There’s a scene in The Survivor where Nazi soldier and detestable dirtbag, Schneider (Billy Magnussen), shares his startlingly revealing thoughts on the war with inmate Harry Haft (Ben Foster): “[a]ll empires are built on the destruction of other people. The Nazis weren’t the first to expel the Jews. It’s been done by every Christian country over the last 1000 years…but you didn’t fight back, did you?”
As a Jewish person well aware of the genocide that killed 6 million Jews and the impact that had on generations of survivors, this is a somewhat unsettling question to ponder.
The Survivor tells the unique story of Haft, a young Jewish man interned at the Auschwitz concentration camp at 16. Haft is confronted with a choice: either die like his fellow friends and family or fight fellow inmates to the death in a makeshift boxing ring set up by twisted Nazi officer, Schneider, for-profit and the soldiers’ sick pleasure. Cruelly enough, fighting back is exactly what Harry Haft has to do to survive the Nazi concentration camps.

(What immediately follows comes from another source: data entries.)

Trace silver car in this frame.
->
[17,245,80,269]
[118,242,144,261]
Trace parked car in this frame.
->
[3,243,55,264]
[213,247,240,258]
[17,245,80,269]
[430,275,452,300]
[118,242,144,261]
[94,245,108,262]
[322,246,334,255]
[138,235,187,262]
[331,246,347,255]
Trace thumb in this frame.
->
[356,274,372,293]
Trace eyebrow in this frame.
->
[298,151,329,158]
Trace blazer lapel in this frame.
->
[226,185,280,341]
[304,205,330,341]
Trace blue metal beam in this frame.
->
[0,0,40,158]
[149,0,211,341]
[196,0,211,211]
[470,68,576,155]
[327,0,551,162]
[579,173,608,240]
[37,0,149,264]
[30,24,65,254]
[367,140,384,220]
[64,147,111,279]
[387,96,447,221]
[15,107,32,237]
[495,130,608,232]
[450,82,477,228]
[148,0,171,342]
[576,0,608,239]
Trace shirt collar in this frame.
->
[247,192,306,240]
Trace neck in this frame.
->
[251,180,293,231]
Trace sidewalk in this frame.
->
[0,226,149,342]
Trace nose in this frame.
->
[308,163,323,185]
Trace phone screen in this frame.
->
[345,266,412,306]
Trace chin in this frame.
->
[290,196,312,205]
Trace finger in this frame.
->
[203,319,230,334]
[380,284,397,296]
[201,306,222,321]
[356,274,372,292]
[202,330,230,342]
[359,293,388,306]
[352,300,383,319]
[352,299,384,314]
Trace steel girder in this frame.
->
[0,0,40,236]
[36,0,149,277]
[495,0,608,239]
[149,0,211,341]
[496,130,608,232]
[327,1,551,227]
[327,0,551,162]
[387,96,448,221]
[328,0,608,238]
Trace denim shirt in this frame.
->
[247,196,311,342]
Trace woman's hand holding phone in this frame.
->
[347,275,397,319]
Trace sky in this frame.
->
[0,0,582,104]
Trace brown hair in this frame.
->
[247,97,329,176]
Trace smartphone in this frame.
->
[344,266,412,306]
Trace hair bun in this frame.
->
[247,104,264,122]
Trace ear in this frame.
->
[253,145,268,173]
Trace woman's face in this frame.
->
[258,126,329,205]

The film follows Harry through his struggles in the camps, told in flashback, up through the present day in Brooklyn, 1949, as he looks to make a buck as a boxer. He searches for Leah (Dar Zuzovski), his partner from before the war whom he lost contact and wishes to reunite with. Each time period is visually distinct. Harry’s time in Auschwitz is depicted in black & white, while ‘present-day’ Brooklyn is presented in a variety of warm, rich colors. As a result of these choices, Brooklyn is vibrant and alive. In contrast, Harry's morbid past is shaded in black and white, distorted by shadows and conflict. We see the concentration camp as nightmarish, a time of stark delineations, good versus evil, and kill or be killed, with no room for ambiguity. Survival being the only thing that mattered.
There’s no hiding the horrors of war. In one of the more disturbing scenes early in the film, Haft is seen dumping the dead bodies of Jewish inmates into fiery pits, a metaphorical burning inferno. From this inferno comes Lucifer in the guise of Schneider, offering Harry the chance to fight or suffer the same fate as those he buries. “I want you to become an entertainer,” the Schneider says to Harry.